Like firefighter Capt. Buzz Smith, whose firehouse in Hollywood is one of the busiest in Los Angeles. For one thing, he doesn’t look like a “Captain Buzz Smith,” by which I mean he is not a plastic action figure. He has a gentle face, an easy smile, a mustache, and a general kindness to him. If he were cast as an astronaut he’d be the guy in charge of mixing Tang.

But what Capt. Smith and the other effective leaders I met have is a code. Capt. Smith isn’t weighing each decision based on a desire to keep his team happy, or to be fair to each guy. Capt. Smith has a way of doing things he believes is right, and he doesn’t waver. His mission is to follow the rules of the city, even if that means driving every 911 caller who asks to the hospital, whether they need to or, far more likely, do not. His job is to run a clean, orderly house so the team can respond with military precision. The calmness Capt. Smith exuded, I eventually realized, was humility. He didn’t need to express everything he felt immediately, because he understood that he wasn’t the most important person. It’s also a lot easier to feel secure in your leadership when you’re named Buzz.

Everyone at his firehouse knows they are doing things exactly right. And that seems to make them both proud and assured. They would do anything for Capt. Smith. Not because they love him — I’m not entirely sure that outside of the firehouse he could inspire them even to switch TV channels — but because his deep belief in his mission makes them also believe in that mission.

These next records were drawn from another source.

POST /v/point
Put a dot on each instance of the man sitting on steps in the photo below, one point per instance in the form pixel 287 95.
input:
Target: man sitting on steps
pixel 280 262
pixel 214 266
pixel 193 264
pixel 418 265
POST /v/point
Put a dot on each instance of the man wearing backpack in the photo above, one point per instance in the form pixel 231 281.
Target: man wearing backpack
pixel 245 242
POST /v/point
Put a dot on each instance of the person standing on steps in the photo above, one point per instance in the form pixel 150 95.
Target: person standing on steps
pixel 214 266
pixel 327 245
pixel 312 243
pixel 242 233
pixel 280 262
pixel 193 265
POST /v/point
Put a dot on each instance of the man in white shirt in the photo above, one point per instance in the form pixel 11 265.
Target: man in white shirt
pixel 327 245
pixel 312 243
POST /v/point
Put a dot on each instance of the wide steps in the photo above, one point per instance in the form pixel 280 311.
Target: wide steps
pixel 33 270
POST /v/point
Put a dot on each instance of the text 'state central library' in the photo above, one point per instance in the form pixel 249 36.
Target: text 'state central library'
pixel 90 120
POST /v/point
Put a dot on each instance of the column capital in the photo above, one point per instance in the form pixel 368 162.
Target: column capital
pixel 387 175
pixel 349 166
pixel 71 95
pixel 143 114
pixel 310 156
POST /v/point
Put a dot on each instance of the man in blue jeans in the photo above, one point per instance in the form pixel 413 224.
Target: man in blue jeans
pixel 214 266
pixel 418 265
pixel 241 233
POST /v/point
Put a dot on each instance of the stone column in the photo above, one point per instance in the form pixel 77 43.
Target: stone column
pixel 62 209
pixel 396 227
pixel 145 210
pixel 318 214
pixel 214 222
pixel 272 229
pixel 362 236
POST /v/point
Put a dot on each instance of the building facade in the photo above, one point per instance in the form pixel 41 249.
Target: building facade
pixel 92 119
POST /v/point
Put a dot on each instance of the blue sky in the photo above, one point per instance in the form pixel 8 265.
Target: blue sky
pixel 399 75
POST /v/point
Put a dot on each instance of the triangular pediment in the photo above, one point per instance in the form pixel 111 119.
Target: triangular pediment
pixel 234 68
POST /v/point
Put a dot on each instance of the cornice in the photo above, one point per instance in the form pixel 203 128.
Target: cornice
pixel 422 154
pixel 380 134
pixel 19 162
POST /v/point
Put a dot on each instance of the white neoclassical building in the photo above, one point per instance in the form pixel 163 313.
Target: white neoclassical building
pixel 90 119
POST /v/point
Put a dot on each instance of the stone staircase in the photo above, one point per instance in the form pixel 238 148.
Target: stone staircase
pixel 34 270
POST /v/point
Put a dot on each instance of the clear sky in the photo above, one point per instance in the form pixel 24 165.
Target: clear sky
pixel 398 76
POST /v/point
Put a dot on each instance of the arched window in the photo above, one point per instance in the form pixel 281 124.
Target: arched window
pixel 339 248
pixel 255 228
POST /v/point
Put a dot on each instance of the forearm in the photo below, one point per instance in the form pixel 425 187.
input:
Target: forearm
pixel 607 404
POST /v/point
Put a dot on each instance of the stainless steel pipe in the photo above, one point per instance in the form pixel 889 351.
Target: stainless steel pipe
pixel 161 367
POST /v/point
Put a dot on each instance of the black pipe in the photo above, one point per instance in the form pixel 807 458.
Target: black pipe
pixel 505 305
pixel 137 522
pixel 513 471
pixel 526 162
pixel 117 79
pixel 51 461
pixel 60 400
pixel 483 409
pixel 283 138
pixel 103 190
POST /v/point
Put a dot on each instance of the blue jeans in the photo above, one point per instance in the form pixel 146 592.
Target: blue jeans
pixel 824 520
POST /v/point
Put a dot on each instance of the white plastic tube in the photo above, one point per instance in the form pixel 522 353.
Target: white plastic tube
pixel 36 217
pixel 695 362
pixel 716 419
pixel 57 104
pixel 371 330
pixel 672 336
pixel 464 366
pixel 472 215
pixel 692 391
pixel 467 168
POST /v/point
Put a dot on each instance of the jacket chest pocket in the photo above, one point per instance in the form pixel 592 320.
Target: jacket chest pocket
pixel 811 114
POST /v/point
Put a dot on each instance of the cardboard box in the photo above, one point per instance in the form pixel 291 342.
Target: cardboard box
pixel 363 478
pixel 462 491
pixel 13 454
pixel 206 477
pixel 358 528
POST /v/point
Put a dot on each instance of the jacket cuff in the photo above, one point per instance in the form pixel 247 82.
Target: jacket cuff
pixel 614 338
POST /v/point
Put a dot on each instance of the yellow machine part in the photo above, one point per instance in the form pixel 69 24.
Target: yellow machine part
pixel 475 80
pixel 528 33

What Capt. Smith understands is that inspiring people through your personality is a risky, exhausting endeavor. But if you make people feel like you’re going to help them accomplish something far bigger than you — not just saving lives, but living by a system that provides dignity and pride — you can let your belief do the work for you.

I cannot believe, actually, that there’s not one of those inspirational wall posters about boringness. It’s a lot more effective than screaming.